Looking back on his run at the UK Championship, Selt thinks it was an opportunity which got away. After seeing off Trump in the last 32, he was ousted by Barry Hawkins in the following round. However, reflecting on the event he was pleased to see Zhao Xintong and Luca Brecel face off in the final and he believes the latter doesn’t receive enough credit for his performances.
“Without a doubt, I have 100% belief that I could have won that tournament. I know I could have done. I failed to go on after beating Trump, which was a shame because I was playing good snooker. It was actually refreshing to see Zhao and Luca play in the final. Zhao is my second favourite player to watch, behind Thepchaiya Un-Nooh and I don’t think Luca gets enough credit. Everywhere you look, you see Jack Lisowski being promoted. Jack is a very good player, but he hasn’t won anything yet. Luca has won a massive event in China, a massive event in the Scottish Open, reached the final of the UK Championship and he doesn’t get the credit he deserves. For me he and Zhao are the future of the game.”
Selt is continuing working with Chris Henry for the coming season and has attributed a large portion of credit to his coach for his recent success. However, he is also keen to acknowledge the role which Steve Feeney played helping him with his sighting when they previously worked together.
“Chris has always been able to help me to play snooker. He is amazing at getting me fully coordinated at hitting the white where I need to. I will say this however, my up-curve owes a lot to Steve Feeney. When I started working with him I felt my game turned a corner. What he showed me about the pre shot routine was worth its weight in gold. They are the two best coaches the game has and they do two completely different things. For me, Chris has been more about playing snooker and hitting balls and he has different routines to put me under pressure. Steve covers those aspects as well, but for me where he could really help me was the sighting and he did help a lot. I worked well with Steve and stopped on good terms. I’d like to think we are good friends now.
“You could never have Chris in your company and ever be down. It is impossible. He is a great coach and a good friend of mine. Every opportunity I have to see him, I do it. I’ve actually asked him to be at every tournament this season and he is going to be where his golf coaching schedule allows it. He has some great people in his camp, Mark Selby is one of them. Despite that, last season there were three tournaments in a row where I was last player standing. We were laughing about that.”

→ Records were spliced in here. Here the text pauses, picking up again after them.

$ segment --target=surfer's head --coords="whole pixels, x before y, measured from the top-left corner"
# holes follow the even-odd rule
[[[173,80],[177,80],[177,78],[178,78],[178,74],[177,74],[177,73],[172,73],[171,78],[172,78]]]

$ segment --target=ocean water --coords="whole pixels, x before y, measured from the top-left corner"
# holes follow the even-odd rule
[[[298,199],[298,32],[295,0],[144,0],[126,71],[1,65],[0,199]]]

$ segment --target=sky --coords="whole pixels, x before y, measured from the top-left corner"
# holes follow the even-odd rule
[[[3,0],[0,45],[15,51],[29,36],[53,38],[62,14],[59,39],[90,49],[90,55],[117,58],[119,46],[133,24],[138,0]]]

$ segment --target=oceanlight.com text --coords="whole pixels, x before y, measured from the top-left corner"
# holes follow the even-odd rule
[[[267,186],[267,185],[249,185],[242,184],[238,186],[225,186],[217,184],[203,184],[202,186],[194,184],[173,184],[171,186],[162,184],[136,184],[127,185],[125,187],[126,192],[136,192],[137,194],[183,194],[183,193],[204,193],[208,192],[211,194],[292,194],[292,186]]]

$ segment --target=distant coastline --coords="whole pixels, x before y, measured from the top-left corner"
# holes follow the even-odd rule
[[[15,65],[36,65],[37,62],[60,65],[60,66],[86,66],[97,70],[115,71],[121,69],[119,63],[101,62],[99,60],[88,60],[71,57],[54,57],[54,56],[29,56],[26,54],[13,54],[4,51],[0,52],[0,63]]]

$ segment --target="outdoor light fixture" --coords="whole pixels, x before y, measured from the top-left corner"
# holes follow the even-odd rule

In recent weeks Selt has embarked on a diet and fitness regime in an attempt to lose weight. Many players have stressed the importance of fitness to their game in recent times, including John Higgins who underwent an extensive exercise programme last summer. Although Selt believes the mental benefits of exercise may inadvertently help his snooker, his general state of mind is the main motivation.
“All I’ve done for a year is eat whatever I wanted to. I’ve let myself go a bit and now is the time to do something about it. We will see where I am in another four weeks, I’ll probably sack the snooker off to become a model!
“What does fitness do for you? It makes you feel good about yourself. There are no two ways about it, if you feel good about yourself then life is better. I am very selfish and I do everything in my power, at any point of the day, to make my life better and happier. Eating the food made me feel great, but now I would rather do something about it.”